Multiemployer pension provisions in the Pension Protection Act of 2006 set to expire Dec. 31 would gain another year in a tax extension passed by the House Wednesday.
H.R. 5771, the “Tax Increase Prevention Act of 2014,” which extends more than 50 expired business and individual tax breaks, has to be scheduled for a vote in the Senate, which does not have its own package, before Congress adjourns Dec. 11.
Provisions in the House bill would extend multiemployer pension plans’ ability to take an additional five years to amortize funding shortfalls in addition to a regular 15-year period, and extend through 2015 special rules for underfunded plans. Those rules created plan zones based on funding and require annual review and certification of a plan’s funded status. Unless funded 80% or better, plans are classified as either endangered (yellow zone) or critical (red zone, typical less than 65% funded) and must take specific corrective actions to improve funded status.

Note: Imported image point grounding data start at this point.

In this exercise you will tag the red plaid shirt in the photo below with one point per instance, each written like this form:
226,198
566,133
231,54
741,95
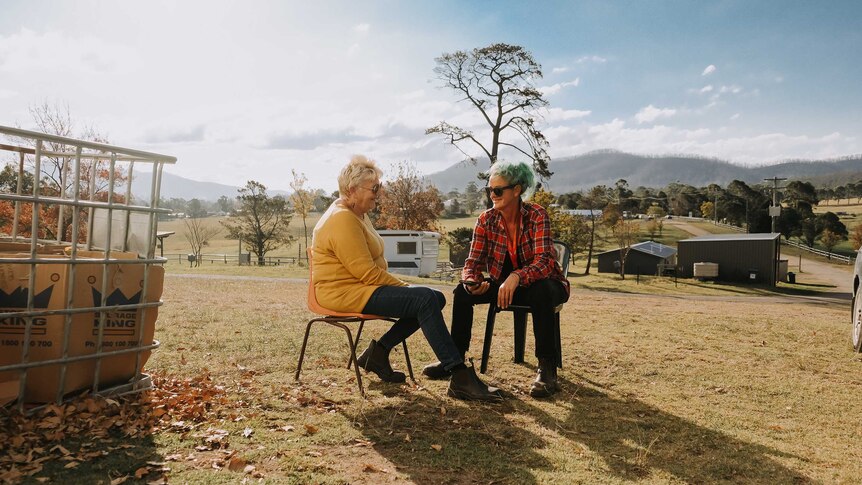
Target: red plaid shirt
536,255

Proponents of multiemployer pension reform are still pushing for Congress to approve a more comprehensive package before it adjourns. A bipartisan statement from the House Education and Workforce Committee said that “members are still discussing the details about a possible legislative solution to the multiemployer pension crisis, and remain hopeful Congress will act before the end of the year. Any decisions regarding how a possible solution might move through the legislative process will be made by leadership at the appropriate time.”